Potential interactions between the source/transport/response components and the modulator species. (A) Modulator-mediated control of morphogen distribution and interpretation is shown by red lines. Control of the modulator by the morphogen is indicated by blue lines. (B) Examples of networks for BMP-mediated patterning. The network on the left shows the connections between the morphogens Dpp/Gbb, the extracellular modulators Dally and Pent, and the molecules that impact morphogen interpretation/response (Ltl/Dad) during BMP-mediated patterning of the Drosophila wing disc. The network on the right shows the connections between morphogens (BMP4, ADMP), and extracellular modulators (Sizzled, Xlr, Tsg, CV2 and Chordin) during dorsal/ventral patterning of Xenopus embryos.

Fig. 7.

Scaling of the Bcd gradient by adjustment of morphogen range or by volume-dependent production of Bcd. (A) Predicted relative Bcd levels along the AP axis of Drosophila embryos for a volume-dependent production mechanism (blue), a hypothetical perfect scaling mechanism (green) and for no scaling (red) of Bcd. Bcd levels in the original-sized (i.e. base) embryos is shown in green. (B) Predicted Bcd distributions under the flux optimization hypothesis.
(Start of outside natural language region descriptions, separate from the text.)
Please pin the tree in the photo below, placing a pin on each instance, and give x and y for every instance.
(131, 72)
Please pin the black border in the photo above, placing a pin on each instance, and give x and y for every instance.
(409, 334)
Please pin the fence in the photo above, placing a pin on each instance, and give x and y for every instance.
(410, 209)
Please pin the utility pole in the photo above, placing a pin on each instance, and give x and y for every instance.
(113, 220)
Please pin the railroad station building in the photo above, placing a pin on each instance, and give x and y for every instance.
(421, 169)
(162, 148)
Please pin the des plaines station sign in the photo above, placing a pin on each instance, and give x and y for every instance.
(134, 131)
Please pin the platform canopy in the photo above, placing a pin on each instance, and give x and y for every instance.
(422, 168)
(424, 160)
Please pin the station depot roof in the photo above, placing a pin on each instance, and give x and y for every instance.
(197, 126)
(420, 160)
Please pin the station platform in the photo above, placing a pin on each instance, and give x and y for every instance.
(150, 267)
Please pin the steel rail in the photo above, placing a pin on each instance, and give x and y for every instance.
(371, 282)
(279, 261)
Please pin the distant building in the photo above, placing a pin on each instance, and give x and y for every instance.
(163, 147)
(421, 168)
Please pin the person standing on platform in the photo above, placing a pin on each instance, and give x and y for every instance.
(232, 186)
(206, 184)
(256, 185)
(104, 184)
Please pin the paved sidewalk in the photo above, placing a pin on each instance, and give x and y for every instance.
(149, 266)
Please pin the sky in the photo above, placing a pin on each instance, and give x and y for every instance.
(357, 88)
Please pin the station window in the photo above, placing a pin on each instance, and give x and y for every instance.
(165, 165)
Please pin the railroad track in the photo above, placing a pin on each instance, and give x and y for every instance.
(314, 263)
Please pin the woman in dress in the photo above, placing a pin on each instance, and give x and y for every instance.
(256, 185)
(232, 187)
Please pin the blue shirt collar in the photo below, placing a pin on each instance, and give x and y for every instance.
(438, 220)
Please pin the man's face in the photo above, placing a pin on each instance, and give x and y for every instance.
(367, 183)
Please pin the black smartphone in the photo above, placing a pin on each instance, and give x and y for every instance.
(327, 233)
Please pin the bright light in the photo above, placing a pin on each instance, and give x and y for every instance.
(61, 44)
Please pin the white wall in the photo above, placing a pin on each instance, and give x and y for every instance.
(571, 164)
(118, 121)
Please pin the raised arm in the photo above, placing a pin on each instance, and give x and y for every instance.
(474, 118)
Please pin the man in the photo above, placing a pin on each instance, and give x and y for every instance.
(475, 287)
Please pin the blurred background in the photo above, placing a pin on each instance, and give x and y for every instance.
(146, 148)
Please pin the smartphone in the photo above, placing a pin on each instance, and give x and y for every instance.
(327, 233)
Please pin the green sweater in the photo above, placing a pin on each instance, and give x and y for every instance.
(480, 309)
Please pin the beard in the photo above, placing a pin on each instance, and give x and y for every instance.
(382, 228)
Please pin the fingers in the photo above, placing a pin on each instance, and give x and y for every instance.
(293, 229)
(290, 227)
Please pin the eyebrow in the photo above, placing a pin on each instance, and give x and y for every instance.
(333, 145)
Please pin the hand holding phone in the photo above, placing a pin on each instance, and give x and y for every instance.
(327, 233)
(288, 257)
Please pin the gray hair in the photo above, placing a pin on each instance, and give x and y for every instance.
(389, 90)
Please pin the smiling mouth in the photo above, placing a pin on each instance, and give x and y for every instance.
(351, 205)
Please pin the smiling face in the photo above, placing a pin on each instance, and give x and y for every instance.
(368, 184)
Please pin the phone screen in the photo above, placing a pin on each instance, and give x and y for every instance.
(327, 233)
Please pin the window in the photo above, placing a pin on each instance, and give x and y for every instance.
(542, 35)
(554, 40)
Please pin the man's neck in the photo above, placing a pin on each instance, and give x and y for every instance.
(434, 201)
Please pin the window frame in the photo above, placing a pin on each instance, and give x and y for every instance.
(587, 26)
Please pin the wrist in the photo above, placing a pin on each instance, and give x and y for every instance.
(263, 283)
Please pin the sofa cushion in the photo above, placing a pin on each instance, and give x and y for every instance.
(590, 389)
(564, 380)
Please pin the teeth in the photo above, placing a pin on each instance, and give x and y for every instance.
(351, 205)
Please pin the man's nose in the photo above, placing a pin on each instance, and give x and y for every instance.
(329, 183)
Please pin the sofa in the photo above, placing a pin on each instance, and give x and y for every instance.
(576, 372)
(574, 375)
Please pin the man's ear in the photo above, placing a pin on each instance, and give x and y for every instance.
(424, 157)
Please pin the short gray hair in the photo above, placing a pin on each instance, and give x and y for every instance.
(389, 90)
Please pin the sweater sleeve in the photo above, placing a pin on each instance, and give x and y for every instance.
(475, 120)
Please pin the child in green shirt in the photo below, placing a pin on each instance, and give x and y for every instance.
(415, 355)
The individual distributions intersect at x/L=0.3, which is the local region that provides the best scaling. (C) Predicted expression boundaries for the gap genes downstream of the Bcd input shown in A using the models by Hengenius et al. (Hengenius et al., 2011). Spatial patterns of gene expression for original, volume-dependent increase in Bcd, and perfectly scaled Bcd show very similar spatial patterns. Unscaled Bcd predicts dramatic shifts in gap gene expression boundaries.

Fig. 8.

Pentagone- and Dally-mediated regulation of Dpp signaling produces active scaling by an ER feedback mechanism. (A) Schematic showing expander-repressor regulation of modulator action on the morphogen Dpp. Expander corresponds to Dally and Pent that feeds back (red lines) to modify the reaction and transport properties of the morphogen Dpp, which subsequently represses the expander (blue line). (B) Predicted distribution of normalized Dpp-Tkv (BR) as a function of relative position in different size discs that range from 60 to 120 μm. Here, the expander-repressor motif correctly adjusts decay length to provide scale invariance during disc growth. Inset shows log scale. (C) Same as in B except all individual profiles are normalized to the amplitude in the 60-μm disc. (In B, each profile is normalized to itself, which leads to each having a maximum amplitude of 1.) The plot shows decreasing morphogen amplitude as a function of disc size and developmental time. Inset shows log scale. Parameters and equations are provided in Ben-Zvi et al. (Ben-Zvi et al., 2011). (D) Core feedback scaling network in the ‘size-sensor’ model (Inomata et al., 2013). Here, feedback from BMP signaling (blue line) works through the modulators (red lines) Sizzled and Xlr to enhance the function of Chordin, which sequesters extracellular BMPs (a negative regulation). The gray arrow shows the net impact of feedback from BMP signaling on Chordin. (E) Proposed behavior for Sizzled in relation to embryo size according to the ‘size-sensor’ model (Inomata et al., 2013).